Though the Bears' offense would be the story of the night, the Cowboys' offense also didn't have as much trouble with the elements as many predicted going in. Tony Romo didn't need to throw much with the Cowboys averaging 7.1 yards per carry on 28 rushing attempts, but he also didn't throw an interception and tossed three touchdown passes.
"I thought they handled the weather well and I thought we handled the weather well, to be honest with you," said head coach Jason Garrett. "The field was good. It was cold, but it seemed like everyone handled the ball pretty well. The quarterbacks threw fairly well and were accurate. There weren't a lot of balls dropped or coming out of guys' hands. I thought collectively both sides did a good job with the ball." [embedded_ad]

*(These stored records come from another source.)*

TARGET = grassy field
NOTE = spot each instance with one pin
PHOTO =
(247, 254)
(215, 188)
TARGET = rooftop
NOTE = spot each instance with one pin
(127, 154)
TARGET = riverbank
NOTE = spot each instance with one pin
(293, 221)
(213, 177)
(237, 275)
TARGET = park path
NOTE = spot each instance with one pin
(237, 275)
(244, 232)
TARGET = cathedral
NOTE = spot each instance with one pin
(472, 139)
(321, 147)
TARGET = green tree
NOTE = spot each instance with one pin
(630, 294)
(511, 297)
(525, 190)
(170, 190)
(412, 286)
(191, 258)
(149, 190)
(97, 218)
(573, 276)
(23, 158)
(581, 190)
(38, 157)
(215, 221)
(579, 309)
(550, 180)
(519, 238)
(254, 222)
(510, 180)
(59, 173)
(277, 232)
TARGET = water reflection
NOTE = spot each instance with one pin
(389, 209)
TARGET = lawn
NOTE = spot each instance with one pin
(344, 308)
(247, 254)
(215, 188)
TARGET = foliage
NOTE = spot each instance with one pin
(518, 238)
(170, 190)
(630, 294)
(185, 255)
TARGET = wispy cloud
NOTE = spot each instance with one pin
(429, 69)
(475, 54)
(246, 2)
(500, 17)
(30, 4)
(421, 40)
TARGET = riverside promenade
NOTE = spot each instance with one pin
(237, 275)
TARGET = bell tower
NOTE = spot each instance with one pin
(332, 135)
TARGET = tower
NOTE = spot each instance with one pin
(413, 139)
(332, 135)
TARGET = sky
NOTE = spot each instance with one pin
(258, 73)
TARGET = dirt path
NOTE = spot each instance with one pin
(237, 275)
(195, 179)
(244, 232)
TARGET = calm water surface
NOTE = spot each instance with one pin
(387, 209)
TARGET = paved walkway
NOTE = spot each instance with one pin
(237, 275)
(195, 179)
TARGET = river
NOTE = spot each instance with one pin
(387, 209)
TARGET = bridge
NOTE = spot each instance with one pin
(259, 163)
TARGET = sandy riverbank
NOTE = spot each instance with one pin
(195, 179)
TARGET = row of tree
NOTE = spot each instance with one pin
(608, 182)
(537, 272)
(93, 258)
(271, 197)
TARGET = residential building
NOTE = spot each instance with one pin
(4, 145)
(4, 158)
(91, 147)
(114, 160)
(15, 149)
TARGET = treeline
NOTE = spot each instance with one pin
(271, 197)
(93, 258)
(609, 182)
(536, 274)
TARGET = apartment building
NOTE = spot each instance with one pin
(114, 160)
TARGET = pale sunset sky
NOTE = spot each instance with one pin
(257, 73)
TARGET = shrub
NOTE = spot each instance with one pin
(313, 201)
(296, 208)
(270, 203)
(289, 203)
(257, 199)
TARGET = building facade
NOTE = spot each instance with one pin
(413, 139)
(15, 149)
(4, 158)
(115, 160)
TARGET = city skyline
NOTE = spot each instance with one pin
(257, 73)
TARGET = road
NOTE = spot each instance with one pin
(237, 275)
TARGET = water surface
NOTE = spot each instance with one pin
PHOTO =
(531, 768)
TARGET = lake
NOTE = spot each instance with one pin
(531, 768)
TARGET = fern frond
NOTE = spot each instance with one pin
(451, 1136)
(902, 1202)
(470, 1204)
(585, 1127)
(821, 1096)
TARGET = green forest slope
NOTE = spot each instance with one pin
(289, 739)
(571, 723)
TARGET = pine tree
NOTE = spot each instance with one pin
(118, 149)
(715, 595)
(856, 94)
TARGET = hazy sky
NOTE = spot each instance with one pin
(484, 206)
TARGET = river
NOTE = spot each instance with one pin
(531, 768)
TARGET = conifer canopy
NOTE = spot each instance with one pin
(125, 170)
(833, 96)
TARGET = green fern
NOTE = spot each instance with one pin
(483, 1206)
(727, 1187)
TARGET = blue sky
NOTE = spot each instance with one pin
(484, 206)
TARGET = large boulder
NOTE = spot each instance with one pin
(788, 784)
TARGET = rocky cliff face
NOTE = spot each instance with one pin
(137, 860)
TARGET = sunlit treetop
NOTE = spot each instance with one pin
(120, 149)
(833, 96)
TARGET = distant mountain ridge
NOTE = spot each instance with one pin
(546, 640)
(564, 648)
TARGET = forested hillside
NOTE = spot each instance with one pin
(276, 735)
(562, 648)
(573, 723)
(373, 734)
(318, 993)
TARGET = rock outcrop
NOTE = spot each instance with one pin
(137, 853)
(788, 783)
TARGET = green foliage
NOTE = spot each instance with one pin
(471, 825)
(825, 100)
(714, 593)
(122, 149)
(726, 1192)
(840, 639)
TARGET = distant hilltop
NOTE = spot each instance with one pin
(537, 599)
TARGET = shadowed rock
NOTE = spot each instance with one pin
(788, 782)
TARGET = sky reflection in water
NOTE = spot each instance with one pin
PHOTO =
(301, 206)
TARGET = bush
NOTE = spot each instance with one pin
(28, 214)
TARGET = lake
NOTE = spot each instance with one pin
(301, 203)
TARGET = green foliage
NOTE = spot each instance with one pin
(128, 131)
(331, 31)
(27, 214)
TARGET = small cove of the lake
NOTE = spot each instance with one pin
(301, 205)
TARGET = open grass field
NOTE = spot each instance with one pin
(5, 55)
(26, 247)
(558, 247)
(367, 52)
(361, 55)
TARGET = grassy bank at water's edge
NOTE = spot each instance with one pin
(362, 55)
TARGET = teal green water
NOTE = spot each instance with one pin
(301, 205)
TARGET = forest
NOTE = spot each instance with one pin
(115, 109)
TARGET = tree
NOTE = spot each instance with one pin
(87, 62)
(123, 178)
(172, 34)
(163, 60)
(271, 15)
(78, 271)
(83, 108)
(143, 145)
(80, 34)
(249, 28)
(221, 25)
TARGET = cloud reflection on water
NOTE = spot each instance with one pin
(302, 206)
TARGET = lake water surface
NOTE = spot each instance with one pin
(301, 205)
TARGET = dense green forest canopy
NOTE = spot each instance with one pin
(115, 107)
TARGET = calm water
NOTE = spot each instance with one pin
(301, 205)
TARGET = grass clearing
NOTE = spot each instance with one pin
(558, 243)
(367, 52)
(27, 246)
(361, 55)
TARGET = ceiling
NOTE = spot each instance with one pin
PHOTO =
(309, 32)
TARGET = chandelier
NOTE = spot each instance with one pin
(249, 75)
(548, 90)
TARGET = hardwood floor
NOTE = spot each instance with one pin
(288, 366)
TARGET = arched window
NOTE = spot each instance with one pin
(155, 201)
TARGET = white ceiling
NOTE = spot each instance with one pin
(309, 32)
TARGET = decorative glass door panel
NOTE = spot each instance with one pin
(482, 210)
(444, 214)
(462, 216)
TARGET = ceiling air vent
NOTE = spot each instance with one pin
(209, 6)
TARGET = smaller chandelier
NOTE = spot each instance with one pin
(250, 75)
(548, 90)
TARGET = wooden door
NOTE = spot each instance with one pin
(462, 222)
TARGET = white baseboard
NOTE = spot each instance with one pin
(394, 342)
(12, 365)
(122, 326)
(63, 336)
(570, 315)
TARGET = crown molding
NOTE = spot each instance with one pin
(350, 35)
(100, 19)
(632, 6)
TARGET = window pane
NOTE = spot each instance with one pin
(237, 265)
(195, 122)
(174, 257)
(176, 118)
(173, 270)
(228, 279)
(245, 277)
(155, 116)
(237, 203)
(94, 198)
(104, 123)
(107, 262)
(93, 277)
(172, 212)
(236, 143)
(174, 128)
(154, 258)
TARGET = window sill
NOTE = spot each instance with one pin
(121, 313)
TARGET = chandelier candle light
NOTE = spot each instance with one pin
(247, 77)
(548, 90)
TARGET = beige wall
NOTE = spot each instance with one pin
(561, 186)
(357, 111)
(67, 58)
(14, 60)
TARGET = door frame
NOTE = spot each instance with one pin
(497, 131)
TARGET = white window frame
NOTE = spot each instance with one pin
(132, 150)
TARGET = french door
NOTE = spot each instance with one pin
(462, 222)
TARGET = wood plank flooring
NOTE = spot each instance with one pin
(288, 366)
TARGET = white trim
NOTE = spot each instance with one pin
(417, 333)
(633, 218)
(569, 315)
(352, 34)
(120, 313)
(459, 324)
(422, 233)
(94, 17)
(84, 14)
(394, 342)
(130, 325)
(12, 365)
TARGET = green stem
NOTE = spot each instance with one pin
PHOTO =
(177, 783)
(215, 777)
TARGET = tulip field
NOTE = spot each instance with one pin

The Bears ended up doing much better with the ball, bringing the Cowboys' all-time record down to 2-3 in regular season games that are 20 degrees or colder.
After falling to the Bears, the Cowboys now own a 2-3 regular season record in games of 20 degrees or colder.
"They made more plays, they handled the conditions better and they came ready to play," said Orlando Scandrick. "They were a better football team than us tonight."